もしかしてアイリーンが噂を流しているの?私に虐められたって?
でも、何の得があるの?だって、アイリーンはヴァイオレッタの姿でも社交をしているんだもの。
妹をいじめているなんて噂が広がれば、社交しにくくなるはずなのに……。
ああ、でも、もしかして。二人が並んで舞踏会に顔を出すことはないから、仲が悪いということにしているのかも。

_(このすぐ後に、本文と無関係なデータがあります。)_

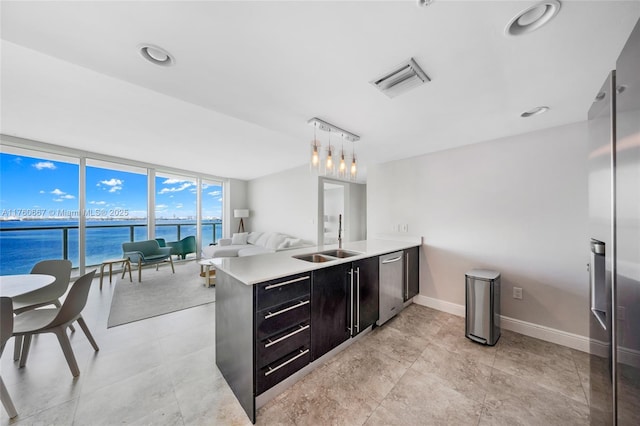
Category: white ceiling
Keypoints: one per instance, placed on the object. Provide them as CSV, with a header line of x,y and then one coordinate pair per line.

仲が悪いのは、虐めているからと勝手に噂になったとか?
「確かに、仲がいいとは言えませんが、虐められているわけでは……」
「どうして庇うんだ?アイリーンは優しいな」
どうして信じてくれないのだろう?
”私”は義妹をいじめたりしていないのに。
「お義姉様は、今、領地で静養しています。だから、お義姉様の仕業じゃないですっ」
それに、アイリーンだって……。どれだけひどいことを言ったりしたりしても、使用人扱いをしても……一度も体を傷つけるようなことはしてこなかった。

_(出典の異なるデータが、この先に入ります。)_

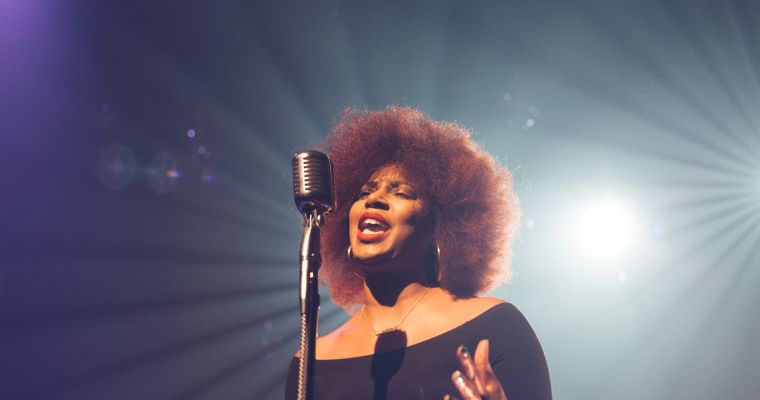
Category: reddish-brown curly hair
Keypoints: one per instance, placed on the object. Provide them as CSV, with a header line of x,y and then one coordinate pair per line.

水をかけられることはあっても、やけどするようなお茶をかけられることはない。きっと、針のことだって、アイリーンは関係ない。
「大方、使用人に命じてやらせたんだろう」
ルード様が、大きくため息をつき、私の顔を見た。
「……辛かっただろう。かわいそうに……」
本当に違うのに……どうしたらわかってもらえるだろうか?
「ヴァイオレッタ……なんてひどい女だ。聞きしに勝る悪女だな……。許しては置けぬ」
憎しみのこもったルード様の声に、涙が落ちた。
ルード様の中では「ヴァイオレッタ」はひどい女。悪女……。
憎しみを持って口にする名前……。
「もう、お義姉様の話は……」
「ん、ああ。辛いことを思い出させてしまったか」
ルード様の口からこれ以上「ヴァイオレッタ」を悪く言う言葉は聞きたくない。
「……はぁ。弟の後始末で仕方なくと思っていたが……。アイリーン……君を救うためでもあるならば……」
私を救うため?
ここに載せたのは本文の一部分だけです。